There's little "noise amplification".
Pretty dang effective and transparent, in my experience.
Oops! Wasn't like I planned it that way or anything!
Lookin for a used one. Will prolly order this wk.
THANX again ya'll!!
^ Any luck?
I usually use, when I need one, an ISP Decimator.
I was sound checking at club out here (Largo) and I was was getting hellacious 60 cycle with a Tele > tuner > drive (barber GC) > TC dly > BF Bassman. Relatively quiet rig but at some venues (like this one) it can be really noisy (lights, funky wireless mic rigs, kitchen, bar, old building, etc.). I didn't have my ISP w/me (very stupid because I know this place is potentially noisy). The sound guy had two EH humdebuggers there with proprietary pwr supplies. They did absolutely nothing to the noise anywhere I placed them in the chain. That's my experience. YMMV. I know they work for some guys.
thanx for post
I have a Hum Debugger and i like it. I place it after the od's because i see it as a short slapback delay and it takes the noise away anyway. I would never put a delay before od's. The good thing about the Hum Debugger is that you can always bypass it, which you can't do with the Suhr system or humbucking pickups. It does alter the tone with some ambience kind of feeling, and that is not the baddest thing at all. The other systems like Suhr also alters the tone, but you can't turn them off.
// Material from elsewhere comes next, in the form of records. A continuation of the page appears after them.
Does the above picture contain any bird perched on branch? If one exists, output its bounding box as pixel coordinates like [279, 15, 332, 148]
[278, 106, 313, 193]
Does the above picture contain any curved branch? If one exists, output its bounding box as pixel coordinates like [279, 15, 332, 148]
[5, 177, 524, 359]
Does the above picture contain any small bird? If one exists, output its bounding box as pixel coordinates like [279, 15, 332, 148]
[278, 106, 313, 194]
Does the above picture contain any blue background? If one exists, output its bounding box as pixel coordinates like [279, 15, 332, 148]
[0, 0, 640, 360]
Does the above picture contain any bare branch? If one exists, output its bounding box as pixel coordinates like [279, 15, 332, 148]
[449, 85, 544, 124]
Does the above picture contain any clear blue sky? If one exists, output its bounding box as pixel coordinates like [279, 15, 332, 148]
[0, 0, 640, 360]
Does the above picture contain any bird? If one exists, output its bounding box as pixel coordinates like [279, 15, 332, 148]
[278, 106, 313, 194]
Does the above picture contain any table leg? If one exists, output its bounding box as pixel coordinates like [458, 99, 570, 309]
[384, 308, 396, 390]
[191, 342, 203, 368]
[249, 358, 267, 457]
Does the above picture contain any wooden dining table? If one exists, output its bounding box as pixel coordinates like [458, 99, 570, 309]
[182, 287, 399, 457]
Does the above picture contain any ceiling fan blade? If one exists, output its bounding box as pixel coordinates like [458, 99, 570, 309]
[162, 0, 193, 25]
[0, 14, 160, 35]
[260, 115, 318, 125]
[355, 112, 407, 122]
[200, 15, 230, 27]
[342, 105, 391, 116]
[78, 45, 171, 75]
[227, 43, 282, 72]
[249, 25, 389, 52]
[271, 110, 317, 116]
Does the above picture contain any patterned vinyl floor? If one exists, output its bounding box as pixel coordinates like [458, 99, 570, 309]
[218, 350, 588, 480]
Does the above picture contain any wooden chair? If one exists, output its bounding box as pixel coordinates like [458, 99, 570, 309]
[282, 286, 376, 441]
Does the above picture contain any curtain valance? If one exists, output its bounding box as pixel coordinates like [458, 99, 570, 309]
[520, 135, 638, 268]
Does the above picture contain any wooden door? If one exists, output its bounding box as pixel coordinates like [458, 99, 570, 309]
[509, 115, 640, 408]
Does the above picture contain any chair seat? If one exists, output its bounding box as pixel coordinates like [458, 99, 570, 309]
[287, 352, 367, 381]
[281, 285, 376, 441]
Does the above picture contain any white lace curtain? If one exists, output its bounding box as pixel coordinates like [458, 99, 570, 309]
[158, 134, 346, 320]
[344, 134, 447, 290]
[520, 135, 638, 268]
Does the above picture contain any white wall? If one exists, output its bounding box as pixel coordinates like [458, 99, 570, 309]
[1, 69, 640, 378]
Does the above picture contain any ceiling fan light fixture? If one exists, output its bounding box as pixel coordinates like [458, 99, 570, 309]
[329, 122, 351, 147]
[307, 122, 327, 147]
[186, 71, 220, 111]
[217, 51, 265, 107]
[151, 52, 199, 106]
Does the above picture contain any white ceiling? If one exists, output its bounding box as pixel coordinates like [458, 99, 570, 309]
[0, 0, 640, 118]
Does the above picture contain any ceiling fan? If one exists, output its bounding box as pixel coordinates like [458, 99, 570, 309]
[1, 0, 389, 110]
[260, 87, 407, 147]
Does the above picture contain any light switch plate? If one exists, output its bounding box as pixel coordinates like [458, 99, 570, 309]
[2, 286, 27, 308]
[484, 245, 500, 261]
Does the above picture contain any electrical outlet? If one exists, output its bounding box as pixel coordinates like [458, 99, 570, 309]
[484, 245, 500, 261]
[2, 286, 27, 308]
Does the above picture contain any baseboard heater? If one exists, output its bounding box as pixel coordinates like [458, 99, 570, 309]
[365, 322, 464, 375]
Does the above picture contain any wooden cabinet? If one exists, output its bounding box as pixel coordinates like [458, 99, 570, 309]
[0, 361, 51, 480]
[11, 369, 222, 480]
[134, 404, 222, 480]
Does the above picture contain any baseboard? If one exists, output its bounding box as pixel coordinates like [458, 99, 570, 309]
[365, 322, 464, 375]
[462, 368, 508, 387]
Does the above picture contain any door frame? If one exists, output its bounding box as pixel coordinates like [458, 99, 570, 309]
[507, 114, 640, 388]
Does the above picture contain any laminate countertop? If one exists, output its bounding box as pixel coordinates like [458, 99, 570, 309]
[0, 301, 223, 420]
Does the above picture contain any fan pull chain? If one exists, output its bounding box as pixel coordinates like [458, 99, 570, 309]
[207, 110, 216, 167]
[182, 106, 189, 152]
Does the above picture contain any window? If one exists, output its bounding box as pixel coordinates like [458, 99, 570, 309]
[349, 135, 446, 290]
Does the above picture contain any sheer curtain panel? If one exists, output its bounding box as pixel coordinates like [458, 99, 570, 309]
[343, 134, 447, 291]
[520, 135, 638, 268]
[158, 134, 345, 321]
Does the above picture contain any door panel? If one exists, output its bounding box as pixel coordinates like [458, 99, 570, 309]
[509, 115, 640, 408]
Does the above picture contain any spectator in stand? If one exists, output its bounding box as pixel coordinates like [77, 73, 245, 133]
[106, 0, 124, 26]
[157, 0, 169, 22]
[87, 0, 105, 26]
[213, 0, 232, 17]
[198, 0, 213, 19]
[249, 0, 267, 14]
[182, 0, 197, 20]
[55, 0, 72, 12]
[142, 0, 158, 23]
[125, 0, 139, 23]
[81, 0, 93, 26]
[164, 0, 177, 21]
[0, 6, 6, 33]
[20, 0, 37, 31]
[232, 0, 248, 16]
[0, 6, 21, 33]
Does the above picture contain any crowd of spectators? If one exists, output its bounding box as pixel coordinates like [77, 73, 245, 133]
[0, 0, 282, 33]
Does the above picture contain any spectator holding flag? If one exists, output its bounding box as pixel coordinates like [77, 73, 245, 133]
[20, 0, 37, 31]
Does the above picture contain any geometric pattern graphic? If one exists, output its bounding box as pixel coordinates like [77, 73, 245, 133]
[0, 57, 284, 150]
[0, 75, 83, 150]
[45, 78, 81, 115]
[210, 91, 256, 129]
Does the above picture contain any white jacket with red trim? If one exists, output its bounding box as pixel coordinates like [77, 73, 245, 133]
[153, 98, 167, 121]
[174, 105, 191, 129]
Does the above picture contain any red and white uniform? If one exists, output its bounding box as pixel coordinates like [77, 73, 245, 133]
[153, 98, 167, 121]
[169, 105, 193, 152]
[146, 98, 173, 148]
I had a Hum Debugger and ended up getting rid of it and got an ISP Decimator instead. The Debugger was ok for getting rid of noise with single coils and a cleaner tone but if you add too much gain, it gets a weird slapback delay that some may like but I couldn't stand it.
I think all the people speaking of the "slapback delay" or other noise artifacts, are likely not putting the Hum Debugger where the manufacturer intended it to be: Immediately after the guitar. It quells the buzz from that source only.
Putting the unit further down the signal chain, only increases the chances you are going to get artifactual noise or effects like the delay that was mentioned a couple times.... The directions state where to position the unit pretty clearly.
That's why I've chosen the ISP Decimator at the other end of the signal chain, as the final piece of a noise reduction strategy.....to squelch any hiss or gain noise from pedals. The Hum Debugger quiets the 60 cycle buzz so effectively, that the ISP Decimator can be adjusted to have just a minimal gate.....the gating is practically unnoticeable, except if you have full-on HIGH GAIN FUZZ kicked in.
I got the delay effect when the Hum Debugger was the only pedal.
What kind of guitar and pickups, Otis? Really interesting.
I have tried my rig with the following axe types:
*PRS Custom 24 (2 humbuckers with coil-splitting),
*3 pickup Nashville Tele (Lollar P90, strat pickup, Tele bridge pickup),
*Hollow jazz box with Lollar single coil Charlie Christian pickup,
*Acoustic dreadnaught with Duncan single coil magnetic pickup,
*Acoustic with Fishman transducer in bridge,
*Baritone Strat with standard single coils,
*Vintage lapsteel with big single coil pickup
None of these produced any weird artifactual noises with the Hum Debugger. None of these pickups were active....all passive.